DSC warns that the proposed changes to the Big Lottery Fund could compromise its independence

DSC warns that the proposed changes to the Big Lottery Fund could compromise its independence
Civil Society, by Hugh Radojev


The Directory of Social Change has said that the wording of certain proposed changes to the policy directions of the Big Lottery Fund risk compromising the fund’s independence.


In its response to the Cabinet Office’s consultation to its new draft policy directions for the Big Lottery Fund, the DSC said that proposed policies which would tie the fund into supporting government strategies, promoting social investment or furthering the so-called “Big-society policy” pose a threat to the Big Lottery Fund’s independence from government.
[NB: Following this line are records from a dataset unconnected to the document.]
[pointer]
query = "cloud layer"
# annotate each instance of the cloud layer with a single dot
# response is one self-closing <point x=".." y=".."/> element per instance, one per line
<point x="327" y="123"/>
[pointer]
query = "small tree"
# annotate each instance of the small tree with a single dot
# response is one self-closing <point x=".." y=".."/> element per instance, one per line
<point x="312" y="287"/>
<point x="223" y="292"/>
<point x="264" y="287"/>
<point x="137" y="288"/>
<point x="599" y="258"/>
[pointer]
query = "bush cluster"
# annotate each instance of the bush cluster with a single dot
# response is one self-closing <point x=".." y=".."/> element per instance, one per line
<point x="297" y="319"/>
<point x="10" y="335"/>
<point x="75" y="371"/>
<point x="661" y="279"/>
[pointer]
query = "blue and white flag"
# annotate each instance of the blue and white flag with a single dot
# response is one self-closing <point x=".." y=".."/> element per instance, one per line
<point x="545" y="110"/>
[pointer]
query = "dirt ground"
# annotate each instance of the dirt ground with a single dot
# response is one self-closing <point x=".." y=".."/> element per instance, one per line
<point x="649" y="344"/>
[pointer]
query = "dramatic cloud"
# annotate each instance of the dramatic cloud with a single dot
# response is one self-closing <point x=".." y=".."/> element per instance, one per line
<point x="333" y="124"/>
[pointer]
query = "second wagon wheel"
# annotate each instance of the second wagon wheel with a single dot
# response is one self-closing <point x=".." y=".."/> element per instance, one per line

“The independence of the fund is of key importance to its ability to help those most in need,” said the DSC response, made public today. “The fund provides resources, which add value through their additionality.
“By specifying that the fund works to promote particular government policy, its independence is being compromised and there is a risk of the fund ‘taking-over’ from the state, i.e. not providing additionality at all”.


DSC also said that there is little evidence that social investment “encourages sustainability or improves impact” and said that “there is no discernible ‘Big Society policy’” to speak of, making the proposals in line with this consultation document redundant.


DSC has instead proposed that the fund should “work more closely with other funders” in order to better coordinate where grants are directed in the voluntary sector; that it should help charities apply for funds and that it should invest more in infrastructure in order to “help more people and be more resilient in the face of increasing demand and adverse political and economic conditions”.


In its response, New Philanthropy Capital reiterated its call from the Big Lottery Fund to establish a new, separate Innovation Fund, which would have an eventual value of over £30m.


“We believe that this fund should be specifically designed to support projects that test new ways of tackling emerging and existing social problems,” said NPC’s response. “The fund should be prepared for some of these innovations to fail and should ensure that this outcome does not affect a charity’s prospects when bidding for other BIG funding.


“It would be advisable to start with a small fund in the region of 1 per cent of the fund’s budget – £6.7m – rising to 5 per cent (£33.5m) over the next parliament. The fund should be flexible: grants could range from £20,000 to £1m for projects running up to five years”.


NPC have however welcomed the proposed “increased focus on outcomes and impact in policy direction” but believe the focus could go further, “particularly in supporting shared measurement tools that enable collaboration between organisations and that support increasing the impact of sub-sectors rather than organisations on their own”.


Navca’s response called on the Big Lottery Fund and the government to acknowledge “the contribution local infrastructure makes”, in terms of making sure that fund receives quality applications from a representative spread of organisations.


In order to create “sustainability”, Navca said that the Big Lottery Fund “should be prepared to invest in local infrastructure to secure bids from areas or types of organisations that currently do not receive their fair share” of funding.


All three organisations have questioned the relevance and meaning of the proposals use of the term “fundamental British values” in relation to directions around community resilience and cohesion.


Ciaran Price, policy officer at DSC, said: “The fund needs greater independence. We have seen in the past how the fund has been raided by government ministers. The government still owes £425m to the fund which could be used to make a big difference at a time of great volatility”.


Patrick Murray, Head of Policy and External Affairs at NPC, said: “Although it is good news to see them commit to helping realise the government’s Life Chances agenda, this will only work if they know they are funding projects making a real impact on the ground.


“They should also look carefully at the right role for them in the social investment world, which will benefit from more thinking and evaluation in the coming years, but which BIG may not want to be their top priority.”


Neil Cleeveley, chief executive of Navca, said: “The Big Lottery’s attempts to reduce administration costs have meant they are providing less direct support for local charities and community groups. This has created more pressure on already hard pressed local infrastructure organisations.”


“Government and large funders have a responsibility to make sure they pay for services they use. Every penny of local infrastructure resource they use is a penny less that can be spent supporting smaller charities and community groups. It is unacceptable that local charities end up subsidising the lottery.”